Policy
In accordance with the Lakeshore Nature Preserve’s mission statement (stated below), and in order to maintain the health and vitality of the trees and vegetation in the preserve while minimizing personal safety risks for all users, the preserve prohibits the use and attachment of weight-bearing ropes, slings, belts, bands, and assorted other attachments to trees and/or posts within the preserve for recreation or leisure purposes. This specifically includes slacklines, hammocks, and rope swings.
“The University of Wisconsin-Madison Lakeshore Nature Preserve permanently protects the undeveloped lands along the shore of Lake Mendota where members of the campus community have long experienced the intellectual and aesthetic benefits of interacting with the natural world. The Preserve shelters biologically significant plant and animal communities for teaching, research, outreach, and environmentally sensitive use; and safeguards beloved cultural landscape features. The Preserve is as essential to the university as its lecture halls, laboratories, and playing fields. It contributes to a powerful sense of place and fosters an ethic of stewardship to promote mutually beneficial relationships between humans and the rest of nature.” — Lakeshore Nature Preserve Mission Statement, June 7, 2005
Justification
- The UW–Madison Grounds department does not permit attachments of any sort to any campus trees.
- Trees within the Lakeshore Nature Preserve are not evaluated with regards to safety, stability, and strength for use with active recreational activities. Some trees, especially those off-trail, may be weak or in decline and are left to fall in place to provide natural bio-habitat in the preserve.
- Driving temporary or permanent posts into the ground may damage buried archeological sites prevalent throughout the Lakeshore Nature Preserve. Damaging archeological sites is against the law.
- Users are required to stay on defined trails within the preserve. Most trees in the preserve are located off-trail and therefore are prohibited from visitor access.
- Mechanical attachments to trees, especially oaks and elms, can result in wounds and injuries increasing the susceptibility of these trees to vascular diseases and insect infestations.
- Hammock use typically involves tying off a hammock to two or more trees and users typically do not provide any type of protection for the trees or their bark. Doing so creates the potential for damage to the tree bark and again increases their susceptibility to disease and insect infestations.

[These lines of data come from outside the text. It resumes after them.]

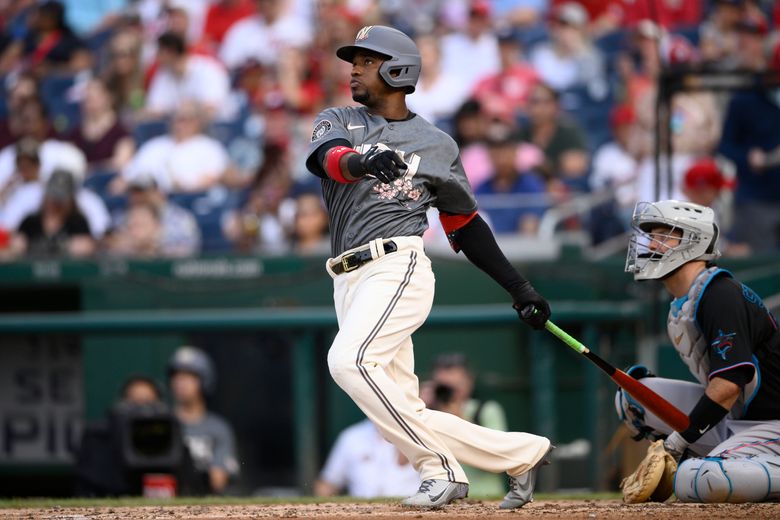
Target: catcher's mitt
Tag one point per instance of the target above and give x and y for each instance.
(653, 480)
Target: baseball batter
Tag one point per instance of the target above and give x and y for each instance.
(382, 167)
(730, 342)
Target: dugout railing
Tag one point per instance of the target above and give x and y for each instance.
(588, 318)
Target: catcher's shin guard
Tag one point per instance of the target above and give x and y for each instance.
(717, 480)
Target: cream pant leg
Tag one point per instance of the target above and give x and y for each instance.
(378, 307)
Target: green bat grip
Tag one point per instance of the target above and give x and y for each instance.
(565, 337)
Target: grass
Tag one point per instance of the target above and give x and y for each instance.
(36, 503)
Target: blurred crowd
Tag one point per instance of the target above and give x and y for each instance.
(168, 128)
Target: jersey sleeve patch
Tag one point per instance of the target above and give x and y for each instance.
(321, 129)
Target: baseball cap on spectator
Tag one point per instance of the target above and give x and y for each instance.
(753, 23)
(28, 148)
(506, 35)
(570, 13)
(775, 62)
(649, 29)
(61, 186)
(622, 115)
(677, 50)
(705, 173)
(479, 8)
(142, 182)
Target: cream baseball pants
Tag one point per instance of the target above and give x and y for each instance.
(378, 307)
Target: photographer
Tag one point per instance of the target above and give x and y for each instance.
(138, 436)
(450, 390)
(209, 437)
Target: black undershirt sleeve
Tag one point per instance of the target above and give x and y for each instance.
(479, 245)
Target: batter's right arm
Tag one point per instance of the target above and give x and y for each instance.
(471, 234)
(344, 164)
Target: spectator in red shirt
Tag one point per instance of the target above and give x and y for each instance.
(102, 137)
(505, 93)
(671, 14)
(753, 30)
(221, 16)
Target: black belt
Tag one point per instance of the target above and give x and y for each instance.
(352, 261)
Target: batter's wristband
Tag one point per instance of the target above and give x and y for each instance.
(704, 416)
(333, 163)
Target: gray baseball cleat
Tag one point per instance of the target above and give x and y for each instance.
(437, 493)
(521, 487)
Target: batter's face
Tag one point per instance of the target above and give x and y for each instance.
(367, 86)
(664, 238)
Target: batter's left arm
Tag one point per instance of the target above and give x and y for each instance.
(471, 234)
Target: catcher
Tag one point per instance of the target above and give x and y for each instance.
(730, 342)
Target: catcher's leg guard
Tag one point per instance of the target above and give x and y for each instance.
(717, 480)
(632, 413)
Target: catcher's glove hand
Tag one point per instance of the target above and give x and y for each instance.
(653, 480)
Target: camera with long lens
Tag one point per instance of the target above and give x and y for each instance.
(138, 450)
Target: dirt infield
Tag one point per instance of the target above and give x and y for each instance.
(549, 510)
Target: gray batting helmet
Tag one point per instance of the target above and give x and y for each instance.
(194, 360)
(402, 65)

- Slacklining is an inherently risky sport resulting in slips, falls, and potential for bodily injury to those participating in the activity.

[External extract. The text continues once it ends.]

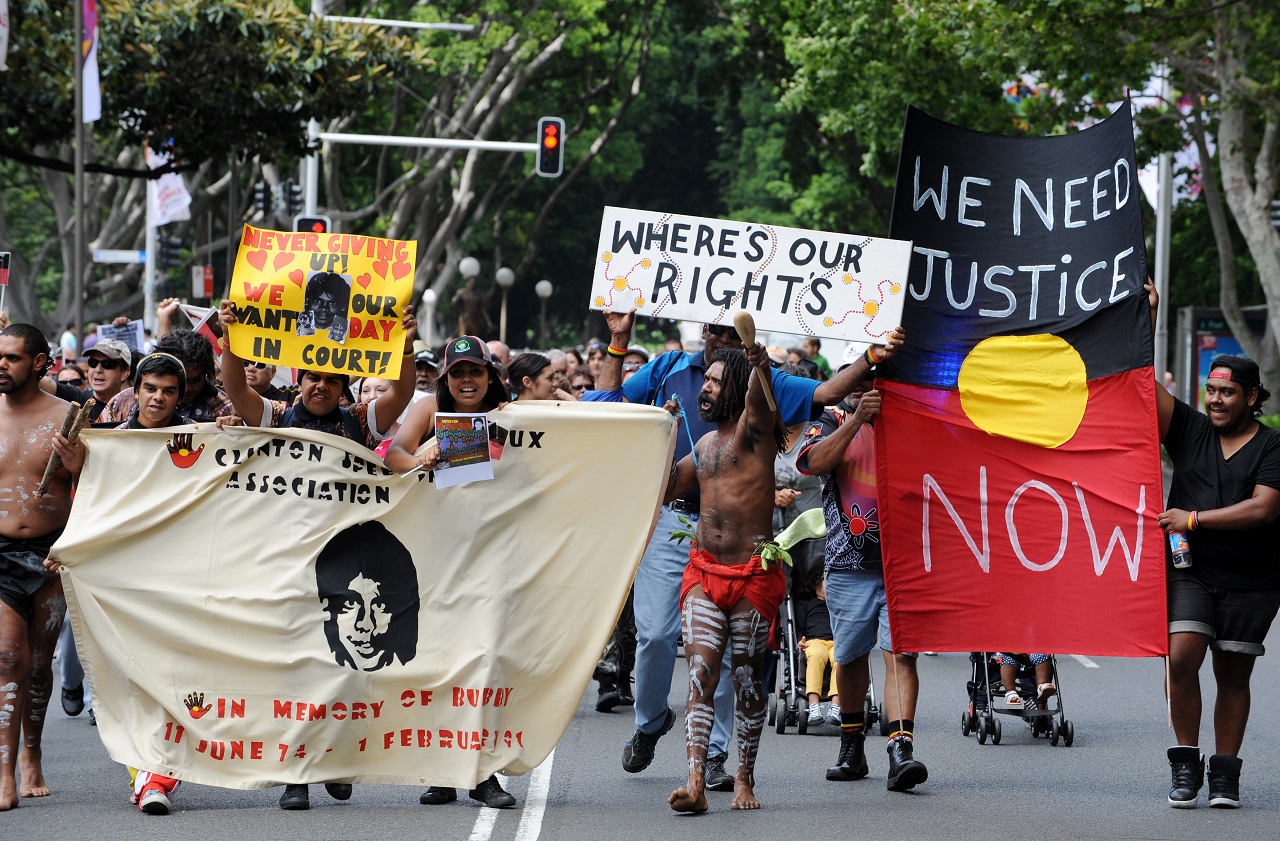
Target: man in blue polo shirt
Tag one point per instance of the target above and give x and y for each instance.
(679, 375)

- Even though most slackline users make attempts to protect trees in the process of setting up their equipment, this sport is not an environmentally sensitive use of the trees and vegetation within the Lakeshore Nature Preserve.
Other Information
Currently, slacklining is permitted in a variety of City of Madison public parks but not in conservation areas. The entire Lakeshore Nature Preserve is zoned “conservancy” by the City of Madison. UW–Madison faculty, staff, and students interested in slacklining are encouraged to use City of Madison Parks for these types of activities. In the city’s policy statement, “Slacklining participants and spectators assume any and all risks associated with this activity including, but not limited to death, paralysis and serious injury.”